Ho il piacere di presentare alla nostra Comunità scolastica il testo della relazione con cui Gianluca Virgilio ha introdotto i lavori dell’Azione Fondo Sociale Europeo (FSE) B/1 dal titolo L’età dell’apprendimento e dello studio, relazione letta alle Insegnanti della nostra Scuola e con loro discussa nei pomeriggi del 13 e 15 febbraio 2008. E’ una buona occasione per tornare a riflettere su temi e problemi che caratterizzano la vita scolastica di ogni ordine e grado, ma anche per fare il punto su quanto si è fatto nel I Circolo al fine di migliorare la qualità dell’offerta formativa e per delineare lo schema della prossima azione educativa.

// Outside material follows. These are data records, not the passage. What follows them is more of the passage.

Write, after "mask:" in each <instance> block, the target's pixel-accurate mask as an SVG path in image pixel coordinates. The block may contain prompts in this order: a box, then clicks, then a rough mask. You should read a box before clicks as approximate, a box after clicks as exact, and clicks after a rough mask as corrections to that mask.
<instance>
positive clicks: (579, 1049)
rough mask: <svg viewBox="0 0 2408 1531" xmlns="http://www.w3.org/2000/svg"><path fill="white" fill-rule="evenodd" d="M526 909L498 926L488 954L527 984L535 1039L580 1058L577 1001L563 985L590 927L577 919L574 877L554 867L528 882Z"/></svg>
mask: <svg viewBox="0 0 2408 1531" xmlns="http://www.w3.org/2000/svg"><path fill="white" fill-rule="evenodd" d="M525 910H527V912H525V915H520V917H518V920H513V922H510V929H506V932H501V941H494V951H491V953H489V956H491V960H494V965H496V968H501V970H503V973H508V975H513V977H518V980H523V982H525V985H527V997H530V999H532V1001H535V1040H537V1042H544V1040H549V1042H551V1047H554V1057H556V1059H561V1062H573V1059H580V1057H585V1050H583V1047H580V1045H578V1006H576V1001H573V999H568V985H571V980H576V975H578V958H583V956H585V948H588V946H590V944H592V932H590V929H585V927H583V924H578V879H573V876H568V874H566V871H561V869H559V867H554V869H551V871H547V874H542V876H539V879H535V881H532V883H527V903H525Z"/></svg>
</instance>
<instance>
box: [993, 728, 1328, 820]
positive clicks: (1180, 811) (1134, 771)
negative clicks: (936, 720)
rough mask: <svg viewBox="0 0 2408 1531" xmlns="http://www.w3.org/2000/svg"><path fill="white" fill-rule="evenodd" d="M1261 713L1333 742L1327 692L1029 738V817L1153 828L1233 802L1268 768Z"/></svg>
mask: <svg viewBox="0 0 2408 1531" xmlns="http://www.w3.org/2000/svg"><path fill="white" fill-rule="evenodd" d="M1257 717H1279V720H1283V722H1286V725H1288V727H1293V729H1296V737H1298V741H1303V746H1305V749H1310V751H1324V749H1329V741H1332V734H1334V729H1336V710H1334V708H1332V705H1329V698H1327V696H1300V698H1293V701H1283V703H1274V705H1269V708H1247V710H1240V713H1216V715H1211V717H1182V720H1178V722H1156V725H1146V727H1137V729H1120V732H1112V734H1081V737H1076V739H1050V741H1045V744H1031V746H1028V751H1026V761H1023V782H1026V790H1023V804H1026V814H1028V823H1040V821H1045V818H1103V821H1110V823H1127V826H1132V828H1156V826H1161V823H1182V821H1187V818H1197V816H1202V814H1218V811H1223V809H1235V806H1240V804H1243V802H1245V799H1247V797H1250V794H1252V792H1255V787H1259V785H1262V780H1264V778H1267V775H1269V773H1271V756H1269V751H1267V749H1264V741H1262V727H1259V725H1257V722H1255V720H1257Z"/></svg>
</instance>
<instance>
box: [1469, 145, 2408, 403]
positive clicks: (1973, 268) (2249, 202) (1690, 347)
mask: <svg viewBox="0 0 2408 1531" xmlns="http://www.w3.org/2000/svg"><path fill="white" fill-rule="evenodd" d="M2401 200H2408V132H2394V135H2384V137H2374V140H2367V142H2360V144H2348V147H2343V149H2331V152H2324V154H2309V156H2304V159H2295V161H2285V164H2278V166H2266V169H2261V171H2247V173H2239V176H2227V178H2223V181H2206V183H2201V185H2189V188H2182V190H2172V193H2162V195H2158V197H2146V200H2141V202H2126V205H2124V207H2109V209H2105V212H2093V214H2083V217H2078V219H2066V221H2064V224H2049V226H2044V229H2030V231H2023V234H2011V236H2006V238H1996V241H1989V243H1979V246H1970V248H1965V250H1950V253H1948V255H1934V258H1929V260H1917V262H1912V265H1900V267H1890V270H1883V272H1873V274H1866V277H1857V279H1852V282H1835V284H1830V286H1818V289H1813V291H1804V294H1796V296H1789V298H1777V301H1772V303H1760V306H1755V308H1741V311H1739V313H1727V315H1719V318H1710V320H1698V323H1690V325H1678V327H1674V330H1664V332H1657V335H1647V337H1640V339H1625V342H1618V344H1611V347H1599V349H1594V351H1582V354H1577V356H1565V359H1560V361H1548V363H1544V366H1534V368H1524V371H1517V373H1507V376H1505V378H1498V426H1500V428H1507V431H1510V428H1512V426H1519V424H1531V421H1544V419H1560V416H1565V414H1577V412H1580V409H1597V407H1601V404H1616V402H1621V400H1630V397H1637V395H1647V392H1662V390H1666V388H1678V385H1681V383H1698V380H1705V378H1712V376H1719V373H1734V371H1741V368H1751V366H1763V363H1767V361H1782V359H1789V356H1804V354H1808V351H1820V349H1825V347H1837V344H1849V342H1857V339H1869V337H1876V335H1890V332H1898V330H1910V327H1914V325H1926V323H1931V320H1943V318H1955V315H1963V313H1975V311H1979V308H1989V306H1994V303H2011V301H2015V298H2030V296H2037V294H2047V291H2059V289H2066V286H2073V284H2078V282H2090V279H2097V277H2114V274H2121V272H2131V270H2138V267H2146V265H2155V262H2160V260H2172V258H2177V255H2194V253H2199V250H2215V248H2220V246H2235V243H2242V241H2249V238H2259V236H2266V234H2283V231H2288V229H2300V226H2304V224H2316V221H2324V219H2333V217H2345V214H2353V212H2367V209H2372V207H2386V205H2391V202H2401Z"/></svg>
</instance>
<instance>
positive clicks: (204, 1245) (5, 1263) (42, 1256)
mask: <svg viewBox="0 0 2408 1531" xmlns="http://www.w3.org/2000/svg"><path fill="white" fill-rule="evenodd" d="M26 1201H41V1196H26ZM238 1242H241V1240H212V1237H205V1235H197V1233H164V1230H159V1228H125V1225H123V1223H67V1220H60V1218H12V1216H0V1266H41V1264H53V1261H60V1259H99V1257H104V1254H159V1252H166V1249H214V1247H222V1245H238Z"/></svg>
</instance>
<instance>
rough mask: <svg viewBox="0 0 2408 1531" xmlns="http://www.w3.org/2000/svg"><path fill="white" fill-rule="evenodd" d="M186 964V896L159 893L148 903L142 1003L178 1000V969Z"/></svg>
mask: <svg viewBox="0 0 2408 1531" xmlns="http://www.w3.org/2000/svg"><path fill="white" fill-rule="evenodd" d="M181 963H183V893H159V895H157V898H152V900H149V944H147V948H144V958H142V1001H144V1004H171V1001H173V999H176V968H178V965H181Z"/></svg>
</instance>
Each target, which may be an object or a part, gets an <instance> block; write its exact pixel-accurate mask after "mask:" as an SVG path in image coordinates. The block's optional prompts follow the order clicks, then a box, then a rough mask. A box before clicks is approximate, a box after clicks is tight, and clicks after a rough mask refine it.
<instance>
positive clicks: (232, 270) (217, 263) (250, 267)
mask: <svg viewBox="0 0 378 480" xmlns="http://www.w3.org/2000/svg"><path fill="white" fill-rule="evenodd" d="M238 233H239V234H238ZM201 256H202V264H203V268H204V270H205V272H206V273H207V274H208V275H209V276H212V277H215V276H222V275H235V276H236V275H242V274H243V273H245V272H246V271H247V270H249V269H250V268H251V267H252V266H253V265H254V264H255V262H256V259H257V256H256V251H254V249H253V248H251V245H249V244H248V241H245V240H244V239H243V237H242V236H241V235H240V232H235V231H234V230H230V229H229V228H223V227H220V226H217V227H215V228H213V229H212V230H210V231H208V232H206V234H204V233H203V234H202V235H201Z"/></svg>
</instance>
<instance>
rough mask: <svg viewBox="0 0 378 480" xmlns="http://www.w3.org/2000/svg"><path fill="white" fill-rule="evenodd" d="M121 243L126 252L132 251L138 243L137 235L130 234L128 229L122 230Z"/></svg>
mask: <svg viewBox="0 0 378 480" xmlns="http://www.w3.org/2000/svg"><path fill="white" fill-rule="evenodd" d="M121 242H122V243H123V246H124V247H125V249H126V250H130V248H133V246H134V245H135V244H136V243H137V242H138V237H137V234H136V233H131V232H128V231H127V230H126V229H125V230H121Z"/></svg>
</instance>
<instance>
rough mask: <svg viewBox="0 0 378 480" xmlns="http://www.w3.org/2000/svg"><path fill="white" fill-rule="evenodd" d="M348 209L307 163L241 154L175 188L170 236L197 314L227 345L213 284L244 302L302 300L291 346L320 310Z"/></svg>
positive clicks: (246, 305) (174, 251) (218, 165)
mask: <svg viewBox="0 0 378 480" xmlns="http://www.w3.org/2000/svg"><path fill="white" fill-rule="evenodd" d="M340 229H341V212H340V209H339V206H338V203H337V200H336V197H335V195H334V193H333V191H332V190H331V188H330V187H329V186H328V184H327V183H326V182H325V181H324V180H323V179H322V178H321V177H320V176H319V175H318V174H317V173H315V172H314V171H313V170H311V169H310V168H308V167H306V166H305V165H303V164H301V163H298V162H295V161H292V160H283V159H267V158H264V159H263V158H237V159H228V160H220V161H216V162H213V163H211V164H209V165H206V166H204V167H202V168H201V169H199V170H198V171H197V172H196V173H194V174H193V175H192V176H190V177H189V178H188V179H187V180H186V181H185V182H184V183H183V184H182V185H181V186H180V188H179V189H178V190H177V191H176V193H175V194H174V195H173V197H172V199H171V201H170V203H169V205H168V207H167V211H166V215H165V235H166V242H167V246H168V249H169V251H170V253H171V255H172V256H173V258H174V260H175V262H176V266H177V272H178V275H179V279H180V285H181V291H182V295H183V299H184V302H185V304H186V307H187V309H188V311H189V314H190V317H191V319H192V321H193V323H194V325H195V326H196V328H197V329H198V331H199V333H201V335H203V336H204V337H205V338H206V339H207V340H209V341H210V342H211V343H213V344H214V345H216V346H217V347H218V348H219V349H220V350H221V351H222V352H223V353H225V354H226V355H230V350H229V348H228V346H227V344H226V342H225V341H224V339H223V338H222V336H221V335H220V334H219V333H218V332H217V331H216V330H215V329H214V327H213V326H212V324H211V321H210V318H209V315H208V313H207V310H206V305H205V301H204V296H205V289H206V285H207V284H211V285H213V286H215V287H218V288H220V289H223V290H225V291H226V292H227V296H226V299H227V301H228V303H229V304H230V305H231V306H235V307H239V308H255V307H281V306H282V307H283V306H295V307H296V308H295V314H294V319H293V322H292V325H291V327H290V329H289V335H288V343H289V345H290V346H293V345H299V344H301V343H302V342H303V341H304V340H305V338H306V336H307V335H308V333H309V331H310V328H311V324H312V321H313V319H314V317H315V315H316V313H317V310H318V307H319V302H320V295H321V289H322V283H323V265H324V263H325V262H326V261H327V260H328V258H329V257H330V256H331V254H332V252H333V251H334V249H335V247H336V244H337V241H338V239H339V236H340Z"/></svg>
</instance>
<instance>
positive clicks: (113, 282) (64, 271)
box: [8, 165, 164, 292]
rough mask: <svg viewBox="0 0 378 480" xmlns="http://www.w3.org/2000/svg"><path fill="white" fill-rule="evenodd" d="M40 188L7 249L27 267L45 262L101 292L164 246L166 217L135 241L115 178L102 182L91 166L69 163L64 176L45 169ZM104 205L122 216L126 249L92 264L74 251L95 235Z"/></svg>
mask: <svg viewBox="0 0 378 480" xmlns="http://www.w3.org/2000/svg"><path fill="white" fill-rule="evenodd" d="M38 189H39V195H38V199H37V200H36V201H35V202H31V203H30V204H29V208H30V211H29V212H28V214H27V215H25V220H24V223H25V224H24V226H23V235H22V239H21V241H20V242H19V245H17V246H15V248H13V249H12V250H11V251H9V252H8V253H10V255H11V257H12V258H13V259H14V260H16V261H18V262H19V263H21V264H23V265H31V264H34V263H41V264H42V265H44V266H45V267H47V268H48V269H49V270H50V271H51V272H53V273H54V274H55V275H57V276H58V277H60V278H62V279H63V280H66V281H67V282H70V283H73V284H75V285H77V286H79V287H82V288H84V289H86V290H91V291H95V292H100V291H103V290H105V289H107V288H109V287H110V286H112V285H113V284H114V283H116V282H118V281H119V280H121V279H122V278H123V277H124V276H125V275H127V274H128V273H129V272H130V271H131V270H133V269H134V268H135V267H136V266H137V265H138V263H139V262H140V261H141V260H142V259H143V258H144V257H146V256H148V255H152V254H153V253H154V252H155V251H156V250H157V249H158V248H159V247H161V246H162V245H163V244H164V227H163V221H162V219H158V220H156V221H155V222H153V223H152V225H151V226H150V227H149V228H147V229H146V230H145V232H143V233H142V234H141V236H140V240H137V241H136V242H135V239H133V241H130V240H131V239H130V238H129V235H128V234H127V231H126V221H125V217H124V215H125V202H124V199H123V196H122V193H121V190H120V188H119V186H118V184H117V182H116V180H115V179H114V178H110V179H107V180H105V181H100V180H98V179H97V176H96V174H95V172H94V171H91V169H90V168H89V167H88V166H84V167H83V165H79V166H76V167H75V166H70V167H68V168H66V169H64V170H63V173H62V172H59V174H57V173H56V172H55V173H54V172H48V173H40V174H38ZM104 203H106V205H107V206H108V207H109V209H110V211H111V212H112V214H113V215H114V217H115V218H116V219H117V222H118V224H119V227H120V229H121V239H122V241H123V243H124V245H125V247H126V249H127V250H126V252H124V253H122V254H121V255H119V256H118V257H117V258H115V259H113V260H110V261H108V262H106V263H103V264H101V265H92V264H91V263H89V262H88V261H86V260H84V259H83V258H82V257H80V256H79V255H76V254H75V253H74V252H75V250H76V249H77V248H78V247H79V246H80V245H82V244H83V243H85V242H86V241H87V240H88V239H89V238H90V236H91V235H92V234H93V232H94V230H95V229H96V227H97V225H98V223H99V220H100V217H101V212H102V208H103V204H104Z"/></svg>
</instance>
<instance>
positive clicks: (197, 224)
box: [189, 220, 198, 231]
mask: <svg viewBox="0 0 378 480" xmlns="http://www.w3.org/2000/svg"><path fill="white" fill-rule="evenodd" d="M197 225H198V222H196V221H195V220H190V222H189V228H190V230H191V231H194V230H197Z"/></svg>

Non farò qui l’elenco di tutti gli interventi programmati e realizzati nello scorso anno scolastico, per i quali si rimanda all’apposita pubblicazione curata da questa Direzione didattica sul finire dello scorso anno scolastico. Mi interessa, invece, motivare il senso di una scelta ben precisa di aggiornamento, che ha voluto privilegiare gli interventi di carattere culturale piuttosto che quelli di carattere didattico-prescrittivo. A Insegnanti che hanno dieci o quindici e anche più anni di insegnamento, difatti, è difficile prescrivere le regole del corretto insegnamento. Essi sanno già come trattare con i propri allievi. Allora si è reso necessario concepire gli incontri con i vari docenti esperti come momenti di arricchimento culturale, fasi di un processo - che reputo debba essere continuo – di aggiornamento, teso alla crescita individuale e collettiva del sapere e al miglioramento della relazione tra insegnanti e allievi. Frequentare un corso di aggiornamento significa non tanto sentirsi aggiornati, ovvero à la page, quanto entrare in crisi, prendere coscienza dei propri limiti e avvertire una insopprimibile esigenza di crescere intellettualmente, di raggiungere nuovi risultati.